Migration will fuel a projected rise of 4.4 million from 64.6 million last year to 69 million in 2024 and an estimated increase of just under 10 million over 25 years to reach 74.3 million in 2039.

It means the number of people living in Britain will swell by around the equivalent of the current populations of Ireland (4.6 million) and Sweden (9.6 million) over 10 years and a quarter of a century respectively.

Experts said that on current trends, the UK will overtake Germany to become the most populous country in Europe before the middle of this century.

More than two thirds (68%) of the long-term rise is due to future net migration and the indirect impact of children born to migrants, the Office for National Statistics (ONS) said.

It is assuming that annual net migration - the difference between the number of people entering and leaving the country - will run at an average of just under 200,000 a year over the 25 years.

The data also revealed a rapidly ageing society, with more than one in 12 people expected to be 80 or over by 2039.

Guy Goodwin, director of social analysis at the ONS, said: "The UK's population is set to grow and age.

"Growth will be at a faster rate than we have seen previously, largely due to the direct impact of international migration and the indirect impact of immigration.

"Despite this, the population will also be older as those born shortly after World War Two and during the 1960s 'baby boom' reach the oldest and pensionable ages respectively.

"The number of people of age 80 or over will more than double over the next 25 years."

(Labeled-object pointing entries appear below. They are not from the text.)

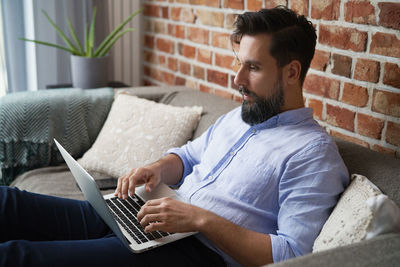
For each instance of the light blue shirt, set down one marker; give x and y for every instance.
(281, 177)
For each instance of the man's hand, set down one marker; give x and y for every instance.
(168, 170)
(149, 175)
(170, 215)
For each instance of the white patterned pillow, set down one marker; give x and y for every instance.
(351, 217)
(137, 132)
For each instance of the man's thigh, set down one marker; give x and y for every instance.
(107, 251)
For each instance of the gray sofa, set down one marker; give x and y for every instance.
(382, 170)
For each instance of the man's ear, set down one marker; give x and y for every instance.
(291, 72)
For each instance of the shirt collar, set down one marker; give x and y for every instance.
(294, 116)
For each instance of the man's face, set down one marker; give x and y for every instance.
(259, 80)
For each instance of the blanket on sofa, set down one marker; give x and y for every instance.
(29, 121)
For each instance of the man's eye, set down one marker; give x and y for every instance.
(253, 67)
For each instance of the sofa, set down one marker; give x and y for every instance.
(382, 170)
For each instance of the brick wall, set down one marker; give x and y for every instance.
(354, 81)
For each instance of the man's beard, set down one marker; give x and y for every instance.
(262, 109)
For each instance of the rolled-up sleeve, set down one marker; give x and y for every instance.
(309, 189)
(191, 152)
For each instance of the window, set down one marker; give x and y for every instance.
(3, 69)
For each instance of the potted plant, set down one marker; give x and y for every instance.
(89, 64)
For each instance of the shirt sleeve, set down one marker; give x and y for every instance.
(192, 152)
(309, 189)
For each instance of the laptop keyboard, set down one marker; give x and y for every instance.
(125, 212)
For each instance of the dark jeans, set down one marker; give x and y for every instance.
(39, 230)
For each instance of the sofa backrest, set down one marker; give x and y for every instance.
(383, 170)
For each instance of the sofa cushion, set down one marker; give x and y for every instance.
(137, 132)
(213, 106)
(362, 212)
(381, 169)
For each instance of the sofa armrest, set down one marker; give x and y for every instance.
(31, 120)
(383, 251)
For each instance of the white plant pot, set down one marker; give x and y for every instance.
(89, 72)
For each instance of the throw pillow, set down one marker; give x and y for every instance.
(138, 132)
(350, 218)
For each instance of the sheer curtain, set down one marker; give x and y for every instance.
(31, 66)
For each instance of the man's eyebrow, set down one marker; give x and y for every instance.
(252, 62)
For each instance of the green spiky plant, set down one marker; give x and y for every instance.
(88, 50)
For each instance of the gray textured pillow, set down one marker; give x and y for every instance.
(137, 132)
(351, 217)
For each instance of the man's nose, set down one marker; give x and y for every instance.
(240, 77)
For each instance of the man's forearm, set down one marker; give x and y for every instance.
(171, 169)
(245, 246)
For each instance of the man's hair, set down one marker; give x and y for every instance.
(293, 36)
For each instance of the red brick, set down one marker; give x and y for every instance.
(318, 85)
(168, 78)
(165, 45)
(148, 41)
(220, 39)
(198, 72)
(235, 4)
(254, 5)
(341, 65)
(392, 75)
(355, 95)
(317, 106)
(184, 67)
(175, 13)
(343, 38)
(180, 81)
(165, 12)
(389, 15)
(156, 74)
(211, 3)
(152, 10)
(217, 77)
(172, 64)
(207, 17)
(150, 56)
(349, 138)
(320, 60)
(146, 70)
(187, 50)
(340, 117)
(360, 12)
(386, 102)
(160, 27)
(225, 61)
(367, 70)
(369, 126)
(223, 93)
(197, 35)
(187, 15)
(328, 10)
(385, 44)
(162, 61)
(299, 6)
(384, 150)
(393, 133)
(274, 3)
(204, 56)
(176, 30)
(205, 89)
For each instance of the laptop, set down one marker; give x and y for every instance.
(119, 214)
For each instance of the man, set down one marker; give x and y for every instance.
(263, 179)
(259, 183)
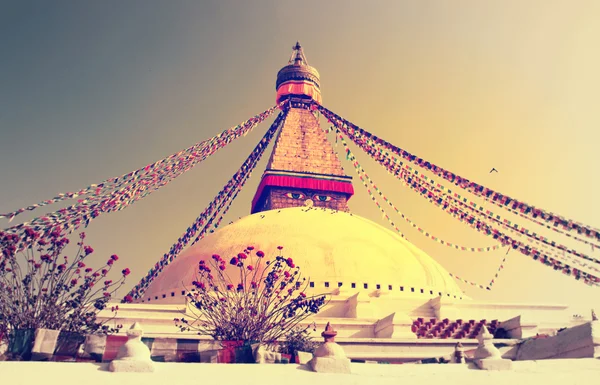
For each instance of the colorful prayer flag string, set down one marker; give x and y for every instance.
(364, 178)
(531, 212)
(199, 152)
(206, 219)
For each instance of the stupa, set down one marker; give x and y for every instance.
(389, 299)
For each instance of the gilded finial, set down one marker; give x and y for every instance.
(329, 334)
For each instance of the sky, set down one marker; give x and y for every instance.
(92, 90)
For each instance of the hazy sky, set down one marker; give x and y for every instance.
(91, 90)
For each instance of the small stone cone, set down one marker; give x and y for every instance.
(329, 357)
(134, 355)
(459, 354)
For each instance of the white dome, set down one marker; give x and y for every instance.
(330, 247)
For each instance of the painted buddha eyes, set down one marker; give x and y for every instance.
(295, 195)
(317, 197)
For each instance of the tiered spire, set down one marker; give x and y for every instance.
(303, 168)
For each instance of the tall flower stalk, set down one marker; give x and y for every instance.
(248, 298)
(40, 287)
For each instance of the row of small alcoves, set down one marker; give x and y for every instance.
(340, 284)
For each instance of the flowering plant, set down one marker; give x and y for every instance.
(42, 288)
(265, 302)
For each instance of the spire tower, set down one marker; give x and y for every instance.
(303, 170)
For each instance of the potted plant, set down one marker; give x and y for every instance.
(42, 289)
(248, 299)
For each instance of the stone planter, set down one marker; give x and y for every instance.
(286, 358)
(67, 345)
(20, 344)
(236, 352)
(44, 344)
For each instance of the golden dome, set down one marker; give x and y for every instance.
(298, 69)
(298, 78)
(331, 247)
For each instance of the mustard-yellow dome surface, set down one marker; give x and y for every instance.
(331, 248)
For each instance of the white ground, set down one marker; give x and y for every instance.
(563, 372)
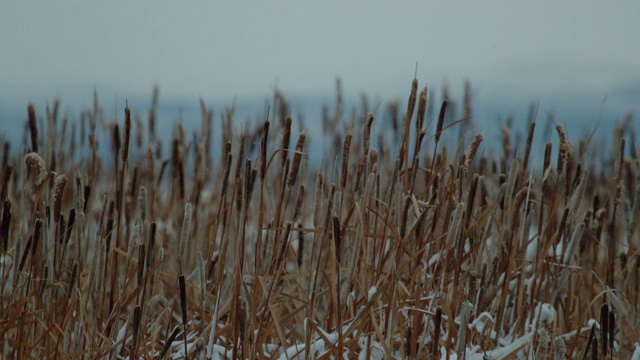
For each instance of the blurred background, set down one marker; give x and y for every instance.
(577, 62)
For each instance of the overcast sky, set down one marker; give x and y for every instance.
(227, 50)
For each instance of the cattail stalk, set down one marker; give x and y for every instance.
(297, 157)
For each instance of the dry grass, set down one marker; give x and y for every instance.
(405, 246)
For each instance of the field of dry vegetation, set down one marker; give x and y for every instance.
(230, 243)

Population projections, which are used to inform policies on pensions, migration, care and housing, are published every two years.

Compared to the last set of figures, which were based on 2012 estimates, experts have raised the projected growth over the next 10 years by just under a quarter of a million.

The average annual increase of 440,000 in the first decade means the population will rise by more than the number of people currently living in Dorset each year.

Britain's projected growth also far outstrips Europe, with an increase of 15% in the next 25 years compared to 3% in the EU.

Only Luxembourg, Belgium and Sweden are individually expected to see larger rises, although the projections for Europe were based on figures compiled prior to the recent migrant crisis.

If the current pattern continues, the UK will overtake France by 2030 and Germany, becoming the largest country in Europe, by 2047.

The figures prompted fresh scrutiny of ministers' attempts to reduce net migration to below 100,000. It stood at a record high of 330,000 in the year to March.

Lord Green, chairman of campaign group Migration Watch UK, said: "The prospect of nearly 10 million in 25 years underlines the huge impact on housing and public services, unless the Government succeeds in bringing net migration right down."

MPs Frank Field and Nicholas Soames, the co-chairmen of the cross-party Group on Balanced Migration, said the ONS projections "set out in stark terms the consequences of not reducing immigration to the UK".

They added: "It is not in the national interest to increase our population so rapidly. It is not of benefit to the existing residents of the UK. The country will become still more overcrowded and the housing crisis even worse."

Simon Ross, chief executive of charity Population Matters said it was "imperative" that factors contributing to the increase are addressed.

"We are all affected adversely by the rapid population growth of recent decades - from pressures on housing and public services to the environment and climate change," he said.